Mathias Reinart -- On April 5, 1864, Mathias Reinart and Susanna Friedman were married at Luxemburg, Iowa in Dubuque County.  Their early married years were spent at Caledonia, Minnesota, where Mathias was a farmer on the land he purchased in 1864.  The first five of their children were born at Caledonia.  In 1870, Matthias moved his family to Carroll County to a farm near Roselle.  The children attended school which had German speaking teachers.  They learned to read in German and their Catechism was also taught in German.

 

     Twelve children were born to their union: Anton, William, John Ludwig, Josephine, Nicholas, Lena, Joseph, Peter, John, Anna, Mary, and Elizabeth.  Anton, William and John Ludwig died just a few months apart and likely from the same disease.  Josephine Reinart Neu died at the age of 58.  Most of the Reinarts lived long lives.  Mathias died at the age of 84 and Susanna at 91.  Their children, Nicholas died at 69, Lena at 88, Joseph at 99, Peter at 85, John at 94, Anna at 65, and Mary at 101.  Elizabeth died in Texas in 1982 at the age of 111 years.  She lived under the administration of 22 presidents and the reign of six popes.  One thousand four hundred thirty-six people claim to be descendants of Mathias and Susanna Reinart.

   

     All the children were married in Iowa.  Three of them, Nicholas, Josephine and Elizabeth, moved to Texas, probably for the climate and the availability of land.  The remaining children stayed in Iowa except for Mary, who moved to Nebraska.

 

     In June of 1914 the Reinarts celebrated their Golden Wedding Anniversary with all their children present for the occasion.

 

     Upon retiring, the couple moved to a large frame house in Halbur, which is presently owned and occupied by the Vernon Riesselman family.

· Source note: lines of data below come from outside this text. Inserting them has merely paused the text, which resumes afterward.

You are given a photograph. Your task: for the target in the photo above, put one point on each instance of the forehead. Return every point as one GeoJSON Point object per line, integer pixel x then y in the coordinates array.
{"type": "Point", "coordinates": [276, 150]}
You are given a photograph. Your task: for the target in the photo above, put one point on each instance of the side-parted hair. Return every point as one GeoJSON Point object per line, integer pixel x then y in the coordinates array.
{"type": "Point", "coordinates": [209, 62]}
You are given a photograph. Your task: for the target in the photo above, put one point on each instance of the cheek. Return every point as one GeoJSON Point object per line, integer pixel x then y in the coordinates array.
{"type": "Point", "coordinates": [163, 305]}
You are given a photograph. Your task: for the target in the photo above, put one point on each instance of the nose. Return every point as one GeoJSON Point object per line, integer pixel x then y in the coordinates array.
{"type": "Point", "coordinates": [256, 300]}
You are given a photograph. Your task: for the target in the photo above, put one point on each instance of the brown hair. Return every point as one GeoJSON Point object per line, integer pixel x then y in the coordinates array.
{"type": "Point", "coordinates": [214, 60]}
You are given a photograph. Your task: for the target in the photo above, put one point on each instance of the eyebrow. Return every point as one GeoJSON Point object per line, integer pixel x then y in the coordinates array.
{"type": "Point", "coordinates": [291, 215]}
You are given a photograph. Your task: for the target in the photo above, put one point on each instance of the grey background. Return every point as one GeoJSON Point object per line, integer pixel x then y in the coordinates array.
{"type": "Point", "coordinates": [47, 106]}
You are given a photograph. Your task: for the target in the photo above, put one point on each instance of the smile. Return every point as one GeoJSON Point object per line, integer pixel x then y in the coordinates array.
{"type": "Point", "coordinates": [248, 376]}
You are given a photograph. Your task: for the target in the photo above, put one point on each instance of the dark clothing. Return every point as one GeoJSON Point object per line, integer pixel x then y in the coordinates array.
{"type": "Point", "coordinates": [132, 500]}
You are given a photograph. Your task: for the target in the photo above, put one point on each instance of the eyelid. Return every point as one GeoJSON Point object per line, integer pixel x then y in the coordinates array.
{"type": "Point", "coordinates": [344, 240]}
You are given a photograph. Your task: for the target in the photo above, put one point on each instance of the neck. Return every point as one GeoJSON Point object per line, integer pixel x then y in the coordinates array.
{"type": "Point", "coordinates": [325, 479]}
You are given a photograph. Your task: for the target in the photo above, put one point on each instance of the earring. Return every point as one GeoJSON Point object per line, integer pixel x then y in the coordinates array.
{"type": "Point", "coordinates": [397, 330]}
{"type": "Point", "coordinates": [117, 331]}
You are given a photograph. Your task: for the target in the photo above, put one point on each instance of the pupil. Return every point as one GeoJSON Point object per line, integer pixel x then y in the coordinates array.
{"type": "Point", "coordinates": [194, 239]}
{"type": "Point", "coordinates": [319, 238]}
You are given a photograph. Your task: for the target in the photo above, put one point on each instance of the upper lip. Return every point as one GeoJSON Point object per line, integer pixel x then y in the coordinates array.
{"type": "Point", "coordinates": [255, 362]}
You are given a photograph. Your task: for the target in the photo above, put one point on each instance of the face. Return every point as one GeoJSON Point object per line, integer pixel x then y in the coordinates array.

15.  Peter Reinart Family – 1983

 

(Halbur, Iowa, Centennial Book, 1883-1983)

 

 Peter Reinart -- Peter Reinart was born near Roselle, Iowa on April 14, 1878.  He married Mary Hoffert, a native of Axtell, Nebraska, on January 23, 1905.  Peter and Mary farmed until 1927, when they moved to Halbur where he was employed as a janitor for several years.  Peter then worked as a carpenter with Nick Goetzinger until his retirement in 1955.

 

    Four daughters were born to the Reinarts: Gladys, Bertille, Mary and Genevieve.  Gladys married Adolf Langel; she died in 1940.  Bertille married Leo Thielen and they live on a farm south of Manning.  Mary is married to W.A. Buccholz and they live in Jasper, Indiana.  Genevieve married Lawrence Gehling and they reside at Gilmore City, Iowa.

 

     Peter died June 21, 1963.  Mary died August 17, 1956.